Next, the parsed data needs to be converted into a structured format, such as a table with rows and columns, through a multistep process that begins with removing HTML tags from the text using Beautiful Soup. Thereafter, you need to create an empty list and then attach each row of text to the newly created empty list. Next, convert the list into a data frame using two Python libraries, namely Pandas and NumPy, and subsequently, save the data as a .csv file.

Notably, in Jupyter Notebooks, the result of each line, block, or paragraph is visible after running it and doesn’t disappear with the run of the following line, block, or paragraph.

Is Jupyter Notebook good for web scraping beginners?

As a tool that supports explanatory text, coding, code execution, and visualization of the output, Jupyter Notebook is a handy tool for beginners. The fact that it enables the user to see everything provides an environment that promotes experimentation and the ability to try out different codes, as well as running sections of the code independently. These functional elements make the Python Jupyter Notebook extremely useful for beginners as it builds on their knowledge and promotes digital literacy.

Jupyter Notebook is a handy tool for beginners

What is a Jupyter Notebook not suitable for?

While the Jupyter Notebook is perfect for novices and beginners, it’s usually a struggle for seasoned developers and data scientists. Its deficiencies also trickle down to its various use cases.

While we have mentioned that it promotes collaboration, it only does so in a limited capacity. By that, we mean that you have to save the Jupyter Notebook files and send them to another developer. Further, two people cannot work on the same notebook simultaneously. If two individuals are inputting code at the same time, Jupyter Notebook cannot successfully merge the codes.

Secondly, you cannot conduct unit testing on Jupyter Notebook. This means that it’s nearly impossible to find bugs within a few lines of code. Testing code on this platform requires you to wrap up the entire code and then run the test. Even so, successful execution is not guaranteed as it may fail halfway due to the errors within the code.

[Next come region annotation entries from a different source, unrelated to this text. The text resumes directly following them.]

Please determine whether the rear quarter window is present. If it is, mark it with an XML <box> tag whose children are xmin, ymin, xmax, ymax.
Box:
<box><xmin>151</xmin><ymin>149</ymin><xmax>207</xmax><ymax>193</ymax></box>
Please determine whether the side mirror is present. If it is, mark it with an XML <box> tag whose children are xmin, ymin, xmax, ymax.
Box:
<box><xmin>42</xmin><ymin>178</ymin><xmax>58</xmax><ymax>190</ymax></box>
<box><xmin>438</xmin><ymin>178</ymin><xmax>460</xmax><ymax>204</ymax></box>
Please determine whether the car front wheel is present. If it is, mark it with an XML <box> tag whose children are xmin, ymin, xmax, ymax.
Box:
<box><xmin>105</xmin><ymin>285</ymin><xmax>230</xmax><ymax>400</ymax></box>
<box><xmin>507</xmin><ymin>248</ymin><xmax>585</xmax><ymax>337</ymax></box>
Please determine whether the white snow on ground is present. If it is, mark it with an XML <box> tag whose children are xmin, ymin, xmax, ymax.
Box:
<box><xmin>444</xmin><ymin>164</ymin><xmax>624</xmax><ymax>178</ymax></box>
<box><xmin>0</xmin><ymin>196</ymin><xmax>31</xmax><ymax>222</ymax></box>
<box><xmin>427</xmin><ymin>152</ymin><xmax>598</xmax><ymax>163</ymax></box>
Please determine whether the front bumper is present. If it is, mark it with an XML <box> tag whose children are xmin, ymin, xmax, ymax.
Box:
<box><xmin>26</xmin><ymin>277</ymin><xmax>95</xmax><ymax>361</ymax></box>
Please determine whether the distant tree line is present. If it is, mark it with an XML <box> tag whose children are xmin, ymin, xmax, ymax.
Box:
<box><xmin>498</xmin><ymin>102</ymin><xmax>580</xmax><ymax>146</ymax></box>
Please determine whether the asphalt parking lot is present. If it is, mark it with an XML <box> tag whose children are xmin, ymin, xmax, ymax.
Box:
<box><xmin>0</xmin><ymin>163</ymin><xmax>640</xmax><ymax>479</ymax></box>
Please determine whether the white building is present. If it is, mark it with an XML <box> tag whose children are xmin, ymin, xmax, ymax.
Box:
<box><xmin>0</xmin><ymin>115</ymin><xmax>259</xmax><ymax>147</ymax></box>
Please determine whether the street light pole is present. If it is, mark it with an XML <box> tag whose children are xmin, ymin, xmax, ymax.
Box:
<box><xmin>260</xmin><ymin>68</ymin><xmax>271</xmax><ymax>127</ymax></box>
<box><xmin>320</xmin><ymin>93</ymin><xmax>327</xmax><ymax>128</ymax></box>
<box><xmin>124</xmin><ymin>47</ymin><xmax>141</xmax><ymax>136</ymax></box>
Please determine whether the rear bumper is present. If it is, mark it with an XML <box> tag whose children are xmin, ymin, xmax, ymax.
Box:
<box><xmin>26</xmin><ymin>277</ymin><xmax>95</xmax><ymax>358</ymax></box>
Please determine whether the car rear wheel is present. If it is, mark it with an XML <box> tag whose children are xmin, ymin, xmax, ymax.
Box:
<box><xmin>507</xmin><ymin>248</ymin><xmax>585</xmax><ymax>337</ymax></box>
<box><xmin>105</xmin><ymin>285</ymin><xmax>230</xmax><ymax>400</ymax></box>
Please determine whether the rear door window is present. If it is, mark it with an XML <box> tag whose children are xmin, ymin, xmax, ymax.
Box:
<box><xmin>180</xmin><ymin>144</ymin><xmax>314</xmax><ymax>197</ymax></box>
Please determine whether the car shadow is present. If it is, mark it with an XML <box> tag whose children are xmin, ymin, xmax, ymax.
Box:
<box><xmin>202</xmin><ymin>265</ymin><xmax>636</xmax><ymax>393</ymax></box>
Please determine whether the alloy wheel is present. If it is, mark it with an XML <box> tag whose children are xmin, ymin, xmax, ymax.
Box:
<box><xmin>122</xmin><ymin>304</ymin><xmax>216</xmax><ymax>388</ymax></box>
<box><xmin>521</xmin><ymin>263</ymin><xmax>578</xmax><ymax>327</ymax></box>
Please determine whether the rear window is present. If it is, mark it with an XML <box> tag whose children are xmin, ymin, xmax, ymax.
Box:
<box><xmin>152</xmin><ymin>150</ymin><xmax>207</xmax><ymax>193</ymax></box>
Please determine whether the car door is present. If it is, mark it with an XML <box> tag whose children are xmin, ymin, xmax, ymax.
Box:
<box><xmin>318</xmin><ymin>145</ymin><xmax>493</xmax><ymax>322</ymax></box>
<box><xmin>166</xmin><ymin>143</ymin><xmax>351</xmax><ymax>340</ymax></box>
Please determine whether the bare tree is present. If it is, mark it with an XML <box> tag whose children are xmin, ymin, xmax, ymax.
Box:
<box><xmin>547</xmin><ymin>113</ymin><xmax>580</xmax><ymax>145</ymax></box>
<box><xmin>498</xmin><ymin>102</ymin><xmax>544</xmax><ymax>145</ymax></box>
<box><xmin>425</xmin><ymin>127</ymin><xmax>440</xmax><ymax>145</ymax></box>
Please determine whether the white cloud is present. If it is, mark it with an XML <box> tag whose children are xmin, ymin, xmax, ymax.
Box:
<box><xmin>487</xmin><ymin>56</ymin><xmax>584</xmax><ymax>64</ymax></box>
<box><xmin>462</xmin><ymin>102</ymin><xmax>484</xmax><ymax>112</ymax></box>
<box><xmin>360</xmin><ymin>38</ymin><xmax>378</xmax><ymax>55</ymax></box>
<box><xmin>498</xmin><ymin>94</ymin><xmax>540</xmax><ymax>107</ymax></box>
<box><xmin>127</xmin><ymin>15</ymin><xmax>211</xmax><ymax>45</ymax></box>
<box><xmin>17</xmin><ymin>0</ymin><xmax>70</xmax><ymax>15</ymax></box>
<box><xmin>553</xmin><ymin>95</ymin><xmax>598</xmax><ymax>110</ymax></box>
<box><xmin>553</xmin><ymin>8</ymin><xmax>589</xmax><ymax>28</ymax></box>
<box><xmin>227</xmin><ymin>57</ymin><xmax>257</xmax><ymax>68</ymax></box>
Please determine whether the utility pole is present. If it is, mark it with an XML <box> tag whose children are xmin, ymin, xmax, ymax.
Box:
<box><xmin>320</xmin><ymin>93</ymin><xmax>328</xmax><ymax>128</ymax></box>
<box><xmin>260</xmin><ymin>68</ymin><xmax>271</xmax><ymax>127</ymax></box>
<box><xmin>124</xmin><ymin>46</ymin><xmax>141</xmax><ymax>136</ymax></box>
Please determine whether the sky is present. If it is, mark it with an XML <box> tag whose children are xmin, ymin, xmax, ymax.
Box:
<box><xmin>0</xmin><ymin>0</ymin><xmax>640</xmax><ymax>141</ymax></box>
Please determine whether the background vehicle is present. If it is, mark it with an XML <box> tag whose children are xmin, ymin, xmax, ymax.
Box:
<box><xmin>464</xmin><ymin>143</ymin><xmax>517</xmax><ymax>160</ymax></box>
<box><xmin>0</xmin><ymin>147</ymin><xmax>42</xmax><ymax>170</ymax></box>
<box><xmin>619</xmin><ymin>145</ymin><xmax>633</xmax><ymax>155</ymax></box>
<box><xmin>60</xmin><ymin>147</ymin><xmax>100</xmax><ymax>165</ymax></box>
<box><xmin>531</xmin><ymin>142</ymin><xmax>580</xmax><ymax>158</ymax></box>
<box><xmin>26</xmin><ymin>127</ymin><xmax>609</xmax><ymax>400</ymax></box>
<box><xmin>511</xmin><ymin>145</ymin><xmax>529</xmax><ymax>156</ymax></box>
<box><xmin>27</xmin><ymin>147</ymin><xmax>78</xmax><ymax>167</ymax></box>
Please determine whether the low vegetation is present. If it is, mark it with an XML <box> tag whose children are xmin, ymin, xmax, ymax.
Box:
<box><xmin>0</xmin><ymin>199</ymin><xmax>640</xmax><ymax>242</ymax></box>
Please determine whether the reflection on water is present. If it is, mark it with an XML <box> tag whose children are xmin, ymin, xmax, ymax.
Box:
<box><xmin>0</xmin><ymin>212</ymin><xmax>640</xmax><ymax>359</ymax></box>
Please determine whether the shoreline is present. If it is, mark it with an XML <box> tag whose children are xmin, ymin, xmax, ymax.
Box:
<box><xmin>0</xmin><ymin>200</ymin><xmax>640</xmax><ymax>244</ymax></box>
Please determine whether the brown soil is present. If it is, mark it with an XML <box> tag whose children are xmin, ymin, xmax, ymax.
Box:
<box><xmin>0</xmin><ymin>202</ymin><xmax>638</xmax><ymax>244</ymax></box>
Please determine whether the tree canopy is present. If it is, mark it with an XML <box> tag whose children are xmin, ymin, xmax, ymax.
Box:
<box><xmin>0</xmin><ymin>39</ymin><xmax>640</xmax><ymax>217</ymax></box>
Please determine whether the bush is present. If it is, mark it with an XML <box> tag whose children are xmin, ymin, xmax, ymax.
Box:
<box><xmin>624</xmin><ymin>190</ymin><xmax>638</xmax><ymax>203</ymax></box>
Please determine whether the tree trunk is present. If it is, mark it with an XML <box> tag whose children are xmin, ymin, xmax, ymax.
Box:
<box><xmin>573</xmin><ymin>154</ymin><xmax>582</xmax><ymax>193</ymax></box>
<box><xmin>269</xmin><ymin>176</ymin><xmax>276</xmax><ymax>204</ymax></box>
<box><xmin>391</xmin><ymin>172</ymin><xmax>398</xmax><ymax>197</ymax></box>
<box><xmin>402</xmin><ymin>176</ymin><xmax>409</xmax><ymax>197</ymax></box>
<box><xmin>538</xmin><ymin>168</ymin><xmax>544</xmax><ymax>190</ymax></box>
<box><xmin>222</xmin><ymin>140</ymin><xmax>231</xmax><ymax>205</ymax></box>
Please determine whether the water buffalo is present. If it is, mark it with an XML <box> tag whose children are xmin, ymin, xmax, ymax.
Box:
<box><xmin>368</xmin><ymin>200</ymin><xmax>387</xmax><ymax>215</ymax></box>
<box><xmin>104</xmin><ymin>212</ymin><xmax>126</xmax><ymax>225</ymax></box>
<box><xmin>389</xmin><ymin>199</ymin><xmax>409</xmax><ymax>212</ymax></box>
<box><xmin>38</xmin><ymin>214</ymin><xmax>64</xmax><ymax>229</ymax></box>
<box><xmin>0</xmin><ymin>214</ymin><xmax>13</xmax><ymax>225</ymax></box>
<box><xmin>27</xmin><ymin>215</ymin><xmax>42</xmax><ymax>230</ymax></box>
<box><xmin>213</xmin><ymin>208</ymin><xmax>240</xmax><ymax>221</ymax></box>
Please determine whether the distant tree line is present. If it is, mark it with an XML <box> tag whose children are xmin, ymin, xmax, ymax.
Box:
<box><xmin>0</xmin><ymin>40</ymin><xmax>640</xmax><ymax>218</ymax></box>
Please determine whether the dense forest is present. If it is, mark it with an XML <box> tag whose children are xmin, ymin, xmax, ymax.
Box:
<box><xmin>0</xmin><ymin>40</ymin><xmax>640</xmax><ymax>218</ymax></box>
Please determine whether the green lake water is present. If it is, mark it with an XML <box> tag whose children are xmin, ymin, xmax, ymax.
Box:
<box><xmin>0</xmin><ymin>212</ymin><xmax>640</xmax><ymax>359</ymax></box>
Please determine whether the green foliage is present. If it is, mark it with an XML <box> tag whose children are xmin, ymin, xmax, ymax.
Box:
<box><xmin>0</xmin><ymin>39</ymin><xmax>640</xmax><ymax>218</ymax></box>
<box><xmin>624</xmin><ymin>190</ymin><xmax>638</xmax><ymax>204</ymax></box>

If we delve deeper, specifically to web scraping, the Jupyter Notebook should only be used to extract small volumes of data, practice, or code testing purposes.

Jupyter Notebook displays the results of each line, block, or paragraph. When scraping on a large scale, there are many results, meaning that it can slow down the whole web scraping process. The larger the scale of web scraping, the more important efficiency is. Running optimized code would make much more sense once the initial discovery phase has been completed in Jupyter. Though it’s quite likely that such code won’t work with it, and you would have to stop using Jupyter at this point.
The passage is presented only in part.